FidgetyFind

Code for:

Morais, R., Le, V., Morgan, C., Spittle, A., Badawi, N., Valentine, J., Hurrion, E. M., Dawson, P. A., Tran, T., & Venkatesh, S. (2023). Robust and Interpretable General Movement Assessment Using Fidgety Movement Detection. IEEE Journal of Biomedical and Health Informatics, 27(10), 5042–5053.

Skeleton Detection

Setup the OpenPose detector by following the instructions in the fine-tuned OpenPose model for infants.

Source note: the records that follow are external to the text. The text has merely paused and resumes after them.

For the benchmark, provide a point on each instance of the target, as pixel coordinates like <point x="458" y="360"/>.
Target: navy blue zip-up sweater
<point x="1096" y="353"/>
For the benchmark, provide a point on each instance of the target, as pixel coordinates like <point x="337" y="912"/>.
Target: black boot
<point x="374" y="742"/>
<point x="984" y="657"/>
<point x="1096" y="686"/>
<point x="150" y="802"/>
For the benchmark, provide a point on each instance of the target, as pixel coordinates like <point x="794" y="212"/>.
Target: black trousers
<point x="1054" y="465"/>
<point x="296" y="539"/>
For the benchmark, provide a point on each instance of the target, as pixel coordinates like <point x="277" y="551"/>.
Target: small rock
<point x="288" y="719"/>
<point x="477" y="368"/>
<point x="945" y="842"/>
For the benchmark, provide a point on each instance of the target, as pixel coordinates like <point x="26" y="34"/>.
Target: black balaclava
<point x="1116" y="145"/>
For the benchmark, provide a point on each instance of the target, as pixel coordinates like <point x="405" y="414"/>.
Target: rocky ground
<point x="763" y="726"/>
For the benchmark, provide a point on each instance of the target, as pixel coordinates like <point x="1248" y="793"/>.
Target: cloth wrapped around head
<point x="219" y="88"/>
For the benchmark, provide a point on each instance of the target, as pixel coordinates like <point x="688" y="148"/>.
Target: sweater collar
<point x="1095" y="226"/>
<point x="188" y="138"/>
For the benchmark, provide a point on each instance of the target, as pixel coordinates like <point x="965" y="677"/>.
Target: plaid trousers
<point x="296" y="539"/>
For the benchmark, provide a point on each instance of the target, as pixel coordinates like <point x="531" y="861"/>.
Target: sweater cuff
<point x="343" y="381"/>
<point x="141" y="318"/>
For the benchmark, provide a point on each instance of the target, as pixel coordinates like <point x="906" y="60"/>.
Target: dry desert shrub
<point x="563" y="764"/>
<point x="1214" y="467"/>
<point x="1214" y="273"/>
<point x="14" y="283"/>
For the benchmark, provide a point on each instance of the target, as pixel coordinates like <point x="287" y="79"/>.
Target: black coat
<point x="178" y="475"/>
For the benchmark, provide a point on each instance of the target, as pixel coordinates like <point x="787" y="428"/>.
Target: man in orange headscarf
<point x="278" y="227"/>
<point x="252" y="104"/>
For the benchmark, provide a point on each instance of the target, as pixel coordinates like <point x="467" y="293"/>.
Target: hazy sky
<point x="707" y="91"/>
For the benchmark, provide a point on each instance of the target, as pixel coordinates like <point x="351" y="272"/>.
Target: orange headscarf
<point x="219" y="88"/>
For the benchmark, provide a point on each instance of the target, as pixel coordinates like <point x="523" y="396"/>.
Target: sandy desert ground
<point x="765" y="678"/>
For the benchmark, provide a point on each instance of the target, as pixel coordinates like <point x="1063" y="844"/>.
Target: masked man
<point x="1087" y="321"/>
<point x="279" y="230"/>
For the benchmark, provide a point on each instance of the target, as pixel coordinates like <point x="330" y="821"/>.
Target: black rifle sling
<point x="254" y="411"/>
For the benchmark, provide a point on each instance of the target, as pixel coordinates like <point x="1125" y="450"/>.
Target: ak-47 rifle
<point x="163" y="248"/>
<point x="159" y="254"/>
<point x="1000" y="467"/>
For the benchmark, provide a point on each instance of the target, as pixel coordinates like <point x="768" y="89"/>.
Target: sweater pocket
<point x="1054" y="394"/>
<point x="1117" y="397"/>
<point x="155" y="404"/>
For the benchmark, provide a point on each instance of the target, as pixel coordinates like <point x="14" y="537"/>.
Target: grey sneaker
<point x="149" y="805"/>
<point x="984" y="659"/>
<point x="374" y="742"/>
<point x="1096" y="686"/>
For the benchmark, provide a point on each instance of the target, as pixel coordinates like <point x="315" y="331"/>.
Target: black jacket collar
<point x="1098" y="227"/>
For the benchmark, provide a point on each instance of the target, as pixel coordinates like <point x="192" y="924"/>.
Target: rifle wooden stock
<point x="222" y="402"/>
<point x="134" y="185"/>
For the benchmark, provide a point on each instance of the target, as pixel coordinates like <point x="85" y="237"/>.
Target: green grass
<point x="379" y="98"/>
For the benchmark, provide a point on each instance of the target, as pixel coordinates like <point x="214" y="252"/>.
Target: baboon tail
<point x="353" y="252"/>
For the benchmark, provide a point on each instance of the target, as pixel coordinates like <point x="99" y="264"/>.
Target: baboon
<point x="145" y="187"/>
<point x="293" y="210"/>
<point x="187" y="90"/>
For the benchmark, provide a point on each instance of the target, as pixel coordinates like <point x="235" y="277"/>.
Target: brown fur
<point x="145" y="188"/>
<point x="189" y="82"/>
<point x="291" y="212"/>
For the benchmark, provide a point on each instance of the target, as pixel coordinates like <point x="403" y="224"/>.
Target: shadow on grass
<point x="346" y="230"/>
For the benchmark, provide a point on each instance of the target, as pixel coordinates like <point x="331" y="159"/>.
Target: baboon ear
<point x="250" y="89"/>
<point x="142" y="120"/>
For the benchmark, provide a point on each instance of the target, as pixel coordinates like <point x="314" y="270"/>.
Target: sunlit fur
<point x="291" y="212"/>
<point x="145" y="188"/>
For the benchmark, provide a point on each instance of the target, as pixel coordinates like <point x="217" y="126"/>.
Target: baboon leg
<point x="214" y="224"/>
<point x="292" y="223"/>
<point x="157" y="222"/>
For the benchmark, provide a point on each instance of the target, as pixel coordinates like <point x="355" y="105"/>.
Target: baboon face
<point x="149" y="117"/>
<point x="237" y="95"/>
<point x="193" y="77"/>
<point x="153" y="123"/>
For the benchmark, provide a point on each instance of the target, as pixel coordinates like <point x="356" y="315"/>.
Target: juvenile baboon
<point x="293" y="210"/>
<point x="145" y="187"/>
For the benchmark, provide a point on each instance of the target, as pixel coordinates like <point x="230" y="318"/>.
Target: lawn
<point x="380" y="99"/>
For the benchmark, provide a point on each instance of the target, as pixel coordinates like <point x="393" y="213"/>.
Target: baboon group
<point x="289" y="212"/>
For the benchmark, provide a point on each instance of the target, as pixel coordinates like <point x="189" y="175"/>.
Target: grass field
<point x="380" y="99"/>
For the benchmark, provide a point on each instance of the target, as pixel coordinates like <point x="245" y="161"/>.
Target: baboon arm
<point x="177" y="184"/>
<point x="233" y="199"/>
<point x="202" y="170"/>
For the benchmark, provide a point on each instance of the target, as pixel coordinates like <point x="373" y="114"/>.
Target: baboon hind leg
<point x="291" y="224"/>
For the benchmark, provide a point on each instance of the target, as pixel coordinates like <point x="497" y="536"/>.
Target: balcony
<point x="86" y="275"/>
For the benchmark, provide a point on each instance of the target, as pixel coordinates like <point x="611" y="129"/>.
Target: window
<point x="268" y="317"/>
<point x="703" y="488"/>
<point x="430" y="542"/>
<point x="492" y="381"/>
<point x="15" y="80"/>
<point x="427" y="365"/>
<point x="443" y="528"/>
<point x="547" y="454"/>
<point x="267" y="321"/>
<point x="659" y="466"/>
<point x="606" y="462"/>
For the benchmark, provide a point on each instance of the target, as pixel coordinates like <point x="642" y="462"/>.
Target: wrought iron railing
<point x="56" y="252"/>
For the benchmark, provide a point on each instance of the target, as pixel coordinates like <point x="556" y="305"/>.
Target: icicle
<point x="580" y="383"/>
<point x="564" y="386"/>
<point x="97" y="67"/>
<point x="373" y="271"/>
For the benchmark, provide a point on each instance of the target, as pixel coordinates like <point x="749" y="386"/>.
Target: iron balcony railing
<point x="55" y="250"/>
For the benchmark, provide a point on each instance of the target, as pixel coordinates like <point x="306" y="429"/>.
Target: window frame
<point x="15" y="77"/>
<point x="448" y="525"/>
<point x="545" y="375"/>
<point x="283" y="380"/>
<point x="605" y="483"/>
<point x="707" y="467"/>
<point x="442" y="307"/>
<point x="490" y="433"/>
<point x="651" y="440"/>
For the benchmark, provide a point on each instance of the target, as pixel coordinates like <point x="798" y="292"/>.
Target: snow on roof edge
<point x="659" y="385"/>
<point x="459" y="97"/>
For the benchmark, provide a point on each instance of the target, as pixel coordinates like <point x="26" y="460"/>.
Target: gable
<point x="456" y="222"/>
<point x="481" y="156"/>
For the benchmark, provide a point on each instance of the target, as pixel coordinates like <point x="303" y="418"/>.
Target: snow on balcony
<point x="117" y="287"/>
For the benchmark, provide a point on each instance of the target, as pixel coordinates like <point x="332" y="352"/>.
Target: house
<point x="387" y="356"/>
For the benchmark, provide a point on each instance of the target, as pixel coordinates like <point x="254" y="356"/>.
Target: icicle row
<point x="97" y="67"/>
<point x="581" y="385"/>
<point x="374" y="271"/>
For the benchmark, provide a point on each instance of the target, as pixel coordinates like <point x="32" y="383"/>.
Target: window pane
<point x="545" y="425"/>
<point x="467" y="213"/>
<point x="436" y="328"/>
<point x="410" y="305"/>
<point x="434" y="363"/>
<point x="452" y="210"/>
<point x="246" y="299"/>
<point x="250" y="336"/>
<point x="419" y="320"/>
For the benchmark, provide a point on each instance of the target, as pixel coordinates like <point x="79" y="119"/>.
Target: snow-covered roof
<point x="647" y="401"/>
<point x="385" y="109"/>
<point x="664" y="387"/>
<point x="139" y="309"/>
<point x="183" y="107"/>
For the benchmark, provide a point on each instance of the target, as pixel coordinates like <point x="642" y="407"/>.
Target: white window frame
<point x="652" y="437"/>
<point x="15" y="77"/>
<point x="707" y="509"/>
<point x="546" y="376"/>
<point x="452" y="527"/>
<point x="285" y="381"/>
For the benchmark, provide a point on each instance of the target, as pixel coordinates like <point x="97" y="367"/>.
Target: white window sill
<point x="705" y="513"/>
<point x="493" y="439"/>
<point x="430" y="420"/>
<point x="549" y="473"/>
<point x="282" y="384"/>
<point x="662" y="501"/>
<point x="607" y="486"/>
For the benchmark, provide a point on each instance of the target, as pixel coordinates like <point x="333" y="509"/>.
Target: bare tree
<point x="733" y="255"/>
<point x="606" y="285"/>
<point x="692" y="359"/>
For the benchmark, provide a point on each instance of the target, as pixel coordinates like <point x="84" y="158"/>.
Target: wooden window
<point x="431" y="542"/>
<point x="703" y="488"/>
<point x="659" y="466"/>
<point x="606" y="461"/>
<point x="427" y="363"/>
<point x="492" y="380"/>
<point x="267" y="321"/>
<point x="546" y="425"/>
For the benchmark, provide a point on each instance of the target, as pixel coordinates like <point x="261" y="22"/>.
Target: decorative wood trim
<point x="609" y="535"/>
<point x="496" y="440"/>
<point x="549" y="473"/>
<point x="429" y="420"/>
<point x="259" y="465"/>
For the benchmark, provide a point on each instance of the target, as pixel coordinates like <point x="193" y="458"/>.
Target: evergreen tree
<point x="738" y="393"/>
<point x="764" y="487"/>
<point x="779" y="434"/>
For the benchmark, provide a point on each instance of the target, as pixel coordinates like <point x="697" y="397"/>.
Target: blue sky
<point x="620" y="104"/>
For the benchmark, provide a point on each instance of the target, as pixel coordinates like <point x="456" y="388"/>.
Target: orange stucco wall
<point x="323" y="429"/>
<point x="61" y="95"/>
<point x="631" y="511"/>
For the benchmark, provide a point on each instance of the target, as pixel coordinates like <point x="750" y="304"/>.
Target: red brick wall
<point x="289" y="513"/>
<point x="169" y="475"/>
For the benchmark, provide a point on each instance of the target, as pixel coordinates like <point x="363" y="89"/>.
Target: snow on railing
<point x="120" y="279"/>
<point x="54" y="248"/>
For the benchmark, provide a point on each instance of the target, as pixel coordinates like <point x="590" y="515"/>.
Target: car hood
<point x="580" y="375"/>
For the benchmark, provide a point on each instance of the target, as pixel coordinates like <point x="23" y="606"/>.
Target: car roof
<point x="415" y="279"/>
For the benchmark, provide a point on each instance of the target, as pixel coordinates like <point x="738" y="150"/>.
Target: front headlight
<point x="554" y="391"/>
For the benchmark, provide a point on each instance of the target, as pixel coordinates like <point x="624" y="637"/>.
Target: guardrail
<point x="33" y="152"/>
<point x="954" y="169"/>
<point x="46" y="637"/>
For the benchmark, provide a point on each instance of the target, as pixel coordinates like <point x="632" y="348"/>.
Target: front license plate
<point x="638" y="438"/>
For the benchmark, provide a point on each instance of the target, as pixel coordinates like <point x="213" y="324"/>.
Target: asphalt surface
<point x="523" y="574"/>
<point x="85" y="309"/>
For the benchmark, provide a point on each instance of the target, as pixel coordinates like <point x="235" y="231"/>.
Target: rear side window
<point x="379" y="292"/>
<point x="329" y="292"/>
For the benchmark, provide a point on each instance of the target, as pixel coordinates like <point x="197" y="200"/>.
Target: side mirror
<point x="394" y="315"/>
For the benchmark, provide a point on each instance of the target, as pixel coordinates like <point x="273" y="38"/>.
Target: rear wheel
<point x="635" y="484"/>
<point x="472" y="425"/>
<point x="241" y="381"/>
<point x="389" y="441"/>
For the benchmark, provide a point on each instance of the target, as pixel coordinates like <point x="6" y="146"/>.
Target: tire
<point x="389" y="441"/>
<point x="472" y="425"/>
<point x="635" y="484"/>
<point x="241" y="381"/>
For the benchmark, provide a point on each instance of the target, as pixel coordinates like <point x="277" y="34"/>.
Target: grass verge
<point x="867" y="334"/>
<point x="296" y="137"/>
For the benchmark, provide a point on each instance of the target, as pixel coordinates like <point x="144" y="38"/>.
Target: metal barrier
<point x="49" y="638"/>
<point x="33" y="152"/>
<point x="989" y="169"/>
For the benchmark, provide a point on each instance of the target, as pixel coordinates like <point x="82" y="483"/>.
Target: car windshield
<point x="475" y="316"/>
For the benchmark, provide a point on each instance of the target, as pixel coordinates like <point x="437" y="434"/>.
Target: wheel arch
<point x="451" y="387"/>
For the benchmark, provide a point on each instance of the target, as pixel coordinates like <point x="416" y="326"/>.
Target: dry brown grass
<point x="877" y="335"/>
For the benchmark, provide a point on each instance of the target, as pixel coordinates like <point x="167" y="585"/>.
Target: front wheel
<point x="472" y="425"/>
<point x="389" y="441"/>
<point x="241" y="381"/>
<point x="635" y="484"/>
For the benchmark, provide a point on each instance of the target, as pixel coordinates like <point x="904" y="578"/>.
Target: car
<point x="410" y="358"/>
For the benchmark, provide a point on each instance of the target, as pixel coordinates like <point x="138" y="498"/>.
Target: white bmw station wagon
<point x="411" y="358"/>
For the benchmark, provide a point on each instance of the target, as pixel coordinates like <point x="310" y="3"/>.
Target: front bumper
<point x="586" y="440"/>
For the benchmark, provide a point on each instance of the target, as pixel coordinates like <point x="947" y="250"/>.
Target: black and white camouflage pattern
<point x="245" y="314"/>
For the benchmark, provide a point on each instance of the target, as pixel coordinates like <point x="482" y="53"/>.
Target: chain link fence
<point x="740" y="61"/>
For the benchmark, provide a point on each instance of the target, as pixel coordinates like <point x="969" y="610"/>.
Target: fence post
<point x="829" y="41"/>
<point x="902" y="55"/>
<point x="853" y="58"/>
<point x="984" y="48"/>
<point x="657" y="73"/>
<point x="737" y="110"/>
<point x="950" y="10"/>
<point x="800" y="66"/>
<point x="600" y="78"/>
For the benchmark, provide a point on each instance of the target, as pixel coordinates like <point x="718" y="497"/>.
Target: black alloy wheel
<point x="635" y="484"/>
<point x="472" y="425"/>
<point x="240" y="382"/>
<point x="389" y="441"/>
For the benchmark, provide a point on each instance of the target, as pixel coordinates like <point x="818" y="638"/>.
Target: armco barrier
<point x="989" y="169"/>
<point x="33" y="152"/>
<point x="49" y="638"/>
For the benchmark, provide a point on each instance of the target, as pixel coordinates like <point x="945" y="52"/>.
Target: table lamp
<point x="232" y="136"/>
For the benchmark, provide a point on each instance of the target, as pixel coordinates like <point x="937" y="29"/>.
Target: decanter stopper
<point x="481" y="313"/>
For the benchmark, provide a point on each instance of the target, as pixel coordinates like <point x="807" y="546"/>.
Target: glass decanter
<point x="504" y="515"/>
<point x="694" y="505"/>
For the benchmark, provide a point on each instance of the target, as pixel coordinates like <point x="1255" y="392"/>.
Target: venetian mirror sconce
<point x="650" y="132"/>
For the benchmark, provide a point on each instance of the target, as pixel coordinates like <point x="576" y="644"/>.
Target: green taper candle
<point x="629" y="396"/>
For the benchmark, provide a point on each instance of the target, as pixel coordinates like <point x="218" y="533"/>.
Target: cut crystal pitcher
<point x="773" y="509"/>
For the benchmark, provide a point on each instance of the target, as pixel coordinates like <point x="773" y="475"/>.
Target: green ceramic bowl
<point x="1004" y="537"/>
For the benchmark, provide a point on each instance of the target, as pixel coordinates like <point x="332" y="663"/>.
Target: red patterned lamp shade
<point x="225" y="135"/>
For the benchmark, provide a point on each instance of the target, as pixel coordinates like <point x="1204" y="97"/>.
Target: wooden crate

The link is for the parallel branch.

After setting everything up, you can run it on your video:

python -W ignore demo_video.py single_video --video <PATH-TO-YOUR-VIDEO-FILE> --save_root_dir <PATH-TO-SAVE-DIRECTORY>

If you have issues with the script using up all your processors, try:

taskset --cpu-list 0-5 python -W ignore demo_video.py single_video --video <PATH-TO-YOUR-VIDEO-FILE> --save_root_dir <PATH-TO-SAVE-DIRECTORY>

FidgetyFind Environment Setup

Set up the conda environment with:

conda env create -f environment.yml
conda activate fidgetyfind

FidgetyFind Feature Extraction

With the skeleton extracted and the FidgetyFind conda environment setup and on, run:

python ./scripts/fidgetyfind-single-video.py --video_filepath <PATH-TO-YOUR-VIDEO-FILE> \
--skeletons_dir <PATH-TO-DIRECTORY-WITH-DETECTED-SKELETONS> --save_root_dir <PATH-TO-DIRECTORY-TO-SAVE-FEATURES>

The above script will save FidgetyFind features of the hips, hands, and feet to the specified directory.